Published in final edited form as: Prog Neurobiol. 2013 Sep 14;113:40–55. doi: 10.1016/j.pneurobio.2013.08.004

Fig. 3.

Fig. 3.

The neurosteroid release rate pyramid describes the relationship between release rate of active neurosteroid and aqueous cyclodextrin vehicle. Molar complexation ratios greatly alter the release rate or dissolution profile of neurosteroids including allopregnanolone (Allo) as illustrated by the release rate pyramid. Typical cyclodextrin carrier formulations utilize the cyclodextrin such as hydroxypropyl beta-cyclodextrin, at 5–30% in aqueous solution such as water or normal saline with a maximal achievable cyclodextrin concentration between 45–60% weight to volume.
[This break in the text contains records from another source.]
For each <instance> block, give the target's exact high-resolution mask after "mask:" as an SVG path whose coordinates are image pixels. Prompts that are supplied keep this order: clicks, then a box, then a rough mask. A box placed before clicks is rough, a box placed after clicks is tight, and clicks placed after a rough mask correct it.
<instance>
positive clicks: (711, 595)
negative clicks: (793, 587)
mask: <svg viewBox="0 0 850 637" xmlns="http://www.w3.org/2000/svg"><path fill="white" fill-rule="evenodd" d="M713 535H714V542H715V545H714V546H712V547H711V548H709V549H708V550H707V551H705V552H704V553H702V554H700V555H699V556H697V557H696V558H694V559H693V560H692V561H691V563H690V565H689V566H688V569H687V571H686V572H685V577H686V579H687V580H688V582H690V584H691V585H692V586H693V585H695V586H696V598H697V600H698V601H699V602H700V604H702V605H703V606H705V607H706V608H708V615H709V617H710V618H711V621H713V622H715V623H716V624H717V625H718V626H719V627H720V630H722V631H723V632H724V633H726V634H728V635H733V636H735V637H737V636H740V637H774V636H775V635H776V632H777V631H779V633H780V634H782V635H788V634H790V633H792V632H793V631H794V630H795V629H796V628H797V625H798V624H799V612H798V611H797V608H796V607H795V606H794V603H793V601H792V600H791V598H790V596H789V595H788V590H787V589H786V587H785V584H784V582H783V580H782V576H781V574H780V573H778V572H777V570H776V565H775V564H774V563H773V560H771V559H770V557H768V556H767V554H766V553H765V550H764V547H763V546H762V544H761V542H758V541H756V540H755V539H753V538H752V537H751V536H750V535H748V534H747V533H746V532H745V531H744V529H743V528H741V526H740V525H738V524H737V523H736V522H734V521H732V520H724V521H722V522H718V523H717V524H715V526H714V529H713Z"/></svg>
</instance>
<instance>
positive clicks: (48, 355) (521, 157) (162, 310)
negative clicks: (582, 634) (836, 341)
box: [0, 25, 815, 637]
Generally, a 1:1 stoichiometry inclusion complex of neurosteroid and a cyclodextrin exists at the apex of the pyramid hypothetically set at a threshold dose that requires maximal delivery rate of the neurosteroid. For Allo, the molar complexation ratio (suitable cyclodextrin:Allo) that is optimal for release rate is closer to 1:2. The same Allo dose would exhibit a slower release rate with a cyclodextrin:Allo of 1:10 complexation ratio since most of the Allo would be suspended in a depot formulation and less accessible for release and absorption into the biological system. Likewise, a complexation ratio that possesses cyclodextrin:Allo of 10:1 at the same dose of Allo would be readily soluble in an aqueous environment similar to the 1:10 suspension formulation that sits on the opposite side of the solubility spectrum. The 10:1 formulation would also be less accessible for absorption compared to the 1:1 formulation as the Allo is held within the overly abundant empty cyclodextrin molecules governed by the binding and dissociation rate. We hypothesize that the 10:1 formulation displays a re-uptake phenomenon whereby the neurosteroid is relatively less likely to be released into the biological system and therefore slower to release and interact with the receptor targets. A desired pharmacokinetic profile can be titrated by understanding the complexation ratio and release rate to optimize a measurable biological effect such as neurogenesis, anxiolytic activity, or sedation. For Allo, ataxia or sedation can be used as a measurable biomarker of target engagement and can establish the maximally tolerated dose in relation to formulation and delivery route. The lowest possible dose to experience sedation for example at 1:1 formulation would elicit little or no effect with 1:10 or 10:1 formulation complexes.